Isabelle went back to the bathroom, took a long look in the mirror, and decided there was no more to be done there.  She still looked a mess but there was nothing more she could do about it.  She slipped on her favorite white blouse, a pair of earrings, and comfortable flats.  She often had premonitions about shoes and she felt that today they should be comfortable.  She was ready. 

It was still not time to leave, so she gathered some things from the top of the washing machine and took them to Gregg’s room.  She began sorting and folding socks, slipping them neatly onto the top of the pile he had made in his drawer, a precarious crown to the random mound.  She stopped and looked around her; stopped folding and dropped the rest of the socks and the shorts into the drawer helter-skelter; shoved it closed; and brushed her hands against the sides of her slacks, indicating she was finished with that. 

She looked at her watch; gathered her supplies for the day:  purse, pen, comb.  She was always early, one of her most virtuous traits.  Too bad most people could not keep to that standard.  To be honest, it made her impatient waiting for people who were merely on time.

She lifted her arm again.  Sniffed.  Respectable, she thought, and hurried toward the dining room.  Her palms were wet and she wanted to slide them down the sides of her slacks, both for comfort and to dry them, but it was important to look fresh even if she did not exactly feel that way.  She held her arms away from her body and let the air circulate as she pushed herself forward toward her goal.

There was a map on top of the stack of papers Isabelle pulled from under the neatly stored tablecloth in the dining room cabinet.  A red line drawn on one section of the folded map connected the freeway entrance nearest Oak Haven Manor, which had no oaks and was a collection of average homes with average people in them and not a manor at all, with the part of town she planned to visit.  That was called the Warehouse District, a name she was sure was a more accurate  description. 

Off the freeway, two lefts, a right, and into the parking garage across from the building.  It might be in front; she had not actually seen the building or the parking lot.  She pictured something two story; unpainted concrete; screened windows, not the kind to keep out insects; and a drab sign stenciled directly onto the concrete front next to the door.  The numbers above the door, if her directions worked, would be 6-1-5. 

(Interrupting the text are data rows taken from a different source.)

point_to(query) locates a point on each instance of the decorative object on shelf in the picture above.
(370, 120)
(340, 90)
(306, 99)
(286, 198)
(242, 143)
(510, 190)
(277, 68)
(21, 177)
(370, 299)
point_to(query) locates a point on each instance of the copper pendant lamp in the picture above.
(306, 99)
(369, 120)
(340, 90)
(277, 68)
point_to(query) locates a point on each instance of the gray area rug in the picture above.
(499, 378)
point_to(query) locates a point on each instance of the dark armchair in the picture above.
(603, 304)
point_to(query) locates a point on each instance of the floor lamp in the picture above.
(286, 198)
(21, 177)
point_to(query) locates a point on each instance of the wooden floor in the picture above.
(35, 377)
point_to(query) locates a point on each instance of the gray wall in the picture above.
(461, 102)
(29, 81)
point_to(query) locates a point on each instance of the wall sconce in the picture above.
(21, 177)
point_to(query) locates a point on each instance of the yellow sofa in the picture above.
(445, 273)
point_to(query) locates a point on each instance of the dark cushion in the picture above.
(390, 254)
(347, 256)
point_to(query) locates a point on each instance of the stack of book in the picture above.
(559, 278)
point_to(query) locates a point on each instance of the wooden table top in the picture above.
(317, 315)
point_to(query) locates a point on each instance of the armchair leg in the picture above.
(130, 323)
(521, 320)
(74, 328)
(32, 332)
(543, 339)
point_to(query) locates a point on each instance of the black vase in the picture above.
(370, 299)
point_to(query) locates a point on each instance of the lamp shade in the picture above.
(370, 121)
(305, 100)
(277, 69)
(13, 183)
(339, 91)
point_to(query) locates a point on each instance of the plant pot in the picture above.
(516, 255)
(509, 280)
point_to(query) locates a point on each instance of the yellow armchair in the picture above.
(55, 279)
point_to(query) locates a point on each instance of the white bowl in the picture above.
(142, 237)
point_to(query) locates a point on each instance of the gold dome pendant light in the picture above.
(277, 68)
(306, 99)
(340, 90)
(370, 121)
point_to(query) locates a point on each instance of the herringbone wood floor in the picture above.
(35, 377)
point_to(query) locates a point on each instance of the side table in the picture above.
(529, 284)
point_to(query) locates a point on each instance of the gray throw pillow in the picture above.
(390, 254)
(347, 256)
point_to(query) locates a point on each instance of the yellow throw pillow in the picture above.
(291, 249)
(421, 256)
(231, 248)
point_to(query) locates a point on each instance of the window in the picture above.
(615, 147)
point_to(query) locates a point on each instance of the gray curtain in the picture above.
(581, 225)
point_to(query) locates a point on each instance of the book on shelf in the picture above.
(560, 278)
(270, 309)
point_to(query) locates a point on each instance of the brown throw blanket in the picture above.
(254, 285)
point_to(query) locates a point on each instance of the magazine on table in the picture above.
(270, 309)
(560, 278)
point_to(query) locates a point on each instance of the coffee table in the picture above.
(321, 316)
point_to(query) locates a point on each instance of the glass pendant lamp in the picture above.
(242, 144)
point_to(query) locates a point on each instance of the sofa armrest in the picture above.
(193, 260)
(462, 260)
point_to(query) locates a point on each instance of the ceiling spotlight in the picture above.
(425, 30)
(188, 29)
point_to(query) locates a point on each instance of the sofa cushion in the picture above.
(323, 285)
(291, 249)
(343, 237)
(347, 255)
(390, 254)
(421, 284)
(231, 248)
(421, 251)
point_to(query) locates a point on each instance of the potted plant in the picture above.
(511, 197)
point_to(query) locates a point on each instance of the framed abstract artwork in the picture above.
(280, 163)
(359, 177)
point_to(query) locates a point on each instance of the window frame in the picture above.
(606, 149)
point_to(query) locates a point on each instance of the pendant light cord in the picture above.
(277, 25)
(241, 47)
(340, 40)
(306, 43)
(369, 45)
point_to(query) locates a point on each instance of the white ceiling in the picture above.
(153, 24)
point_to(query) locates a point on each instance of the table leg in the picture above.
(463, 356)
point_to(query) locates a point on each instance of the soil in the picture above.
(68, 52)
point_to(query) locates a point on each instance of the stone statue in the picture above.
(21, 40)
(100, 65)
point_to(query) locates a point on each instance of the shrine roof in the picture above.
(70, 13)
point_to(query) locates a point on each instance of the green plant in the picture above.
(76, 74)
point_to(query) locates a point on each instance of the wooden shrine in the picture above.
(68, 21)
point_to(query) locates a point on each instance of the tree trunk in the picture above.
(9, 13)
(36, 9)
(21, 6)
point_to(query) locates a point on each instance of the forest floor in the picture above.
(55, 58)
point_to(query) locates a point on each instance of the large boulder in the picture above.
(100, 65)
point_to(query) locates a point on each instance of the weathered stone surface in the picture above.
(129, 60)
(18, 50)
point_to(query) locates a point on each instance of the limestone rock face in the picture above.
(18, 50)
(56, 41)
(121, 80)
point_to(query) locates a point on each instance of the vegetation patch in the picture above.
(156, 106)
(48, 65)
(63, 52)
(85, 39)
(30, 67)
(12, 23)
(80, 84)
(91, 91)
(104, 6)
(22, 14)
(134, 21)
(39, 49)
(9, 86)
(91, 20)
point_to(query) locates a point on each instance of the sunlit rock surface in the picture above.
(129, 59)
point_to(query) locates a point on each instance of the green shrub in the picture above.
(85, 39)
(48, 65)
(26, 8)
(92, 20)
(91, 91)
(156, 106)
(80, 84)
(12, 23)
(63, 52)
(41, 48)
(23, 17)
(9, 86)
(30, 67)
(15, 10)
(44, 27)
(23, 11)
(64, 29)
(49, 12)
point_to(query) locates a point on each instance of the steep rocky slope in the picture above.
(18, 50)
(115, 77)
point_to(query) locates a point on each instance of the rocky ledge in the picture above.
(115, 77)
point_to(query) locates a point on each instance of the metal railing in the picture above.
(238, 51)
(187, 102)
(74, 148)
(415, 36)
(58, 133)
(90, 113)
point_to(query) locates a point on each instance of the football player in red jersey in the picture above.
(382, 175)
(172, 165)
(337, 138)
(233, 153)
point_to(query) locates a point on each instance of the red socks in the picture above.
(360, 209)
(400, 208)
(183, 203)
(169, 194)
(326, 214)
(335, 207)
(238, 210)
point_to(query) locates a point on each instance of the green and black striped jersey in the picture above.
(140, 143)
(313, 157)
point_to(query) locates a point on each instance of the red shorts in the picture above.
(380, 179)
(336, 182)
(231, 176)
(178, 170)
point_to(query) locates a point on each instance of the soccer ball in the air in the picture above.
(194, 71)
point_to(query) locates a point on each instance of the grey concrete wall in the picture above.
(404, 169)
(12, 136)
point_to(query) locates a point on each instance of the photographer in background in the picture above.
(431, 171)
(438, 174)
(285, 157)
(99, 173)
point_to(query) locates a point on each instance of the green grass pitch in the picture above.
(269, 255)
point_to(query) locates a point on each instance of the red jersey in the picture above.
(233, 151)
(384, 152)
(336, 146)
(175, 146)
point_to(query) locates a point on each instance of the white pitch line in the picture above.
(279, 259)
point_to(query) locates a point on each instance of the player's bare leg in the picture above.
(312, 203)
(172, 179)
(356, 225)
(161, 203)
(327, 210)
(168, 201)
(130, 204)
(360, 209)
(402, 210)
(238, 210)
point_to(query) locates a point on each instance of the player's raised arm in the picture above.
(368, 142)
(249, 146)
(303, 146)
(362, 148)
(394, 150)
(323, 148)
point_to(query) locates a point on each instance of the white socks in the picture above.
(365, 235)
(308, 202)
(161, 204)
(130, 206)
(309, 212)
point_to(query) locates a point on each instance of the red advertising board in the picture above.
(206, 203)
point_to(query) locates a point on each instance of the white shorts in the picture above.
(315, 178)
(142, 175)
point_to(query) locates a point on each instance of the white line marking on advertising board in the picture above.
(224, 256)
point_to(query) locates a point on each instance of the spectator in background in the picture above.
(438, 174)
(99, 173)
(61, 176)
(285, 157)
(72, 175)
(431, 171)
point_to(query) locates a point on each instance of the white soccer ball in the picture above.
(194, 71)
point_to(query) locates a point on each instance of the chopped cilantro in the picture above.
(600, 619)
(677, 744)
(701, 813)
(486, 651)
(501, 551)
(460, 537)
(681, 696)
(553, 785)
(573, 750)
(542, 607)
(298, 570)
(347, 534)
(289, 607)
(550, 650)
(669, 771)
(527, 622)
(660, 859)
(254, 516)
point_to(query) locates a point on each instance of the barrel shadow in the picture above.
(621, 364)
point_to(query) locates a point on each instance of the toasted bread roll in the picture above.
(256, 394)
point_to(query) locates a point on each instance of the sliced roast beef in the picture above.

Under the map was an ad torn from the newspaper.  Under that, a skimpy sheet of typing paper she brazenly called a resume, and a handful of tissues.  She was only eighteen when she first married.  How much resume could she make out of after school jobs over twenty years ago and occasional volunteer work since?

She did not even keep the family books.  She had seen that resume suggestion for women returning to the workplace on “The View.”  Fortunately, numbers would not be an issue, though it was good to keep in mind that she could pick up almost anything, given time. 

She picked up her car keys, cell phone, and sweater.  The telephone on the kitchen wall rang.  Ginger would have called her cell; would have guessed Isabelle was going out.  It rang again.  Isabelle paused a long time but finally picked up the receiver.

She flinched at his voice.  So there it was.  He wanted to come tonight.  She was not surprised but still could not think of anything to say.  She had already used all of the no’s in her vocabulary.   She was going to be late...  “Tell him that,” she thought, and followed her own advice, which worked for once.  The phone clicked and went dead on the other end.

It was cool outside but not cold.  Isabelle felt cold.  She gave the living room one last critical look.  It looked OK.  Anyway, it would have to do because she was on her way out the door.